Ein Dialektikpunkt in der Geschichte: Als die Menschheit die Fähigkeit zur Selbstauslöschung erlangte, fand sich auch die Möglichkeit, das alte Bewusstsein vom Kampf gegen das Böse zu überwinden: Die Gegensätze werden auf einer höheren Ebene aufgelöst. Das ist die Erlösung, wie Jesus sie meinte. Im wieder gefundenen Thomas-Evangelium sagt er: „Wenn ihr die zwei zu einem macht, das innere wie das äußere, das obere wie das untere, männlich und weiblich zu einem einzigen.... dann werdet ihr in das Himmelreich eingehen.“ (Spruch 22).

In diesen verbannten, verbrannten und dann vergessenen Texten liegt auch eine Lösung für die vielen Religionskonflikte: Hier ist nicht der Gottessohn zu finden, der durch sein Opfer allein die Menschheit erlöst, wie das Christentum nach Nizäa dogmatisiert. Hier spricht der Rabbi des Judentums und der Prophet des Islam und der Feindesliebe-Jesus des Christentums in einer Person. Kannte er die hinduistisch-buddhistische Lehre der Ad-veita, der Nicht- Zweiheit?

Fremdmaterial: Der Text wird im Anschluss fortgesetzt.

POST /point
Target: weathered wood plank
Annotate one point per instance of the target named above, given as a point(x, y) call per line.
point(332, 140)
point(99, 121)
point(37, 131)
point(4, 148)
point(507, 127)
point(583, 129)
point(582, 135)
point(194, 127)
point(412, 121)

An Stelle der Dualität von Himmel oder Hölle steht hier die Einheit des Yin- und Yang-Kreises.

In meinem Leben scheint auch sich ein Umschlagpunkt der Menschheitsgeschichte widerzuspiegeln: Als Kind habe ich auf dem Stucken im Einklang mit der Natur gelebt. Heute muss ich sagen: Wenn jeder Erdbewohner so leben würde wie ich, wie der durchschnittliche Deutsche, wäre die Natur überfordert. In meinem Erdenleben ist mehr Ressourcenverbrauch geschehen als in der gesamten Menschheitsgeschichte vorher. Meine Generation hat das Schicksal der Menschenexistenz in der Hand.  In der Geschichte der Menschwerdung sind wir am Abend des 6. Tages angelangt: Jetzt ist Sabbat. Also Ruhe und Muße statt Hektik und Fortschrittsmaloche. Oder wie Peter Kafka sagt: Vielfalt und Gemächlichkeit statt Einfalt und Raserei.

Keine Hoffnung für die Menschheit? Dagegen hilft Mathematik: Wenn es Ihnen gelingt 2 Menschen pro Jahr zum großen Wandel zu überzeugen und diese im nächsten Jahr wieder 2 dazu bringen, dann sind das in 10 Jahren erst 1024. Aber nach einer Generation (33 Jahre) schon 9 Milliarden!